How do you keep track of phony answers to security questions if they are different for each site? If it is the same phony answer for every site, it is not any safer to use real answers to the security questions.
Yup. You pretty much have to do this. I love signing into my bank's bill payment system. "You appear to know your password and possess your second factor. But what's your favorite book? <all lowercase favorite book> WRONG YOUR FAVORITE BOOK IS ACTUALLY <starts with an uppercase book> NOW YOUR ACCOUNT IS LOCKED."
Even if you're using real answers, you will be locked out of your account if you don't treat them like passwords. Eventually.
Worse yet, real answers are just weaker passwords. Mother's maiden name? Childhood friend? Elementary / high school? For a targeted attack, against most people, this is very insecure in the all information online age. Nobody needs to know your 20 character password if they have your social media page.
I generate the password and stored them in my password manager under the notes. 1Password added functionality seemingly recently to add security questions and generate a random word string that I use these days.
Note that you should not generate a random password like D27fX$0f7RyD for your security questions. These are designed to give to a human operator on the other end of a phone. If an attacker calls up the account recovery line, gets asked for a security question, and just says "heh, I think it was a string of random characters", there's a decent chance the human operator will let them into the account. As you say, use an actual word string (passphrase) generator, which is a bit less susceptible to this attack.
Yep, if you can choose the question, choose something like "What was your first pet's name?" and then make up something silly like "Mister Poopy Eyes" (a conceivable child-given pet name).

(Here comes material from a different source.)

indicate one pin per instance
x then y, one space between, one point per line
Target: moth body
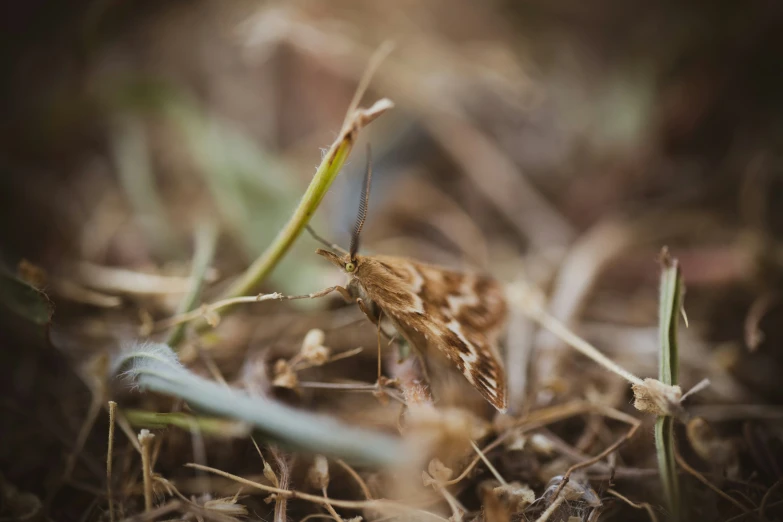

My work provides me with a 1Password subscription (for both work personal use) that I take advantage of that is pretty good. I think they only require you to reauthenticate with your master password once every two weeks or something. I use a PIN, biometrics, or my Apple Watch to unlock it when it timeouts in between that two week period, and I've had no problems syncing between several of my devices.
Pick your three favorite movie characters for which there is a lot of information about them (name, town where they grew up, age, dog with a name, etc.). Rotate through these three. Append the name of the service. Dog's name? buddylastpass
There will be no reuse, because for Facebook it would be buddyfacebook or dugfacebook, or something else… but you will always be able to guess it in three tries. A computer system doing some kind of pentest isn't going to parse out the "facebook" or "lastpass". A human might, but that's why you rotate through three names. At the point where you have a human targeting your account and actually thinking about your inputs you are probably !@#$ed anyway.
I have a small orange password book… oddly. If that gets stolen I think I’d be in big trouble. However it doesn’t have my email address in it. Answers to those inquisitions of a password reset nature are within.
I used to do something like this. I avoid it now, and use a pass phrase of a few words as answers to these questions, stored as a password.
It was clear to me after I had to read such a security question answer over the phone to unlock an account the CSR was perfectly happy with "gibberish over the phone == gibberish in front of me", meaning my attempt to secure things made it less secure in the end.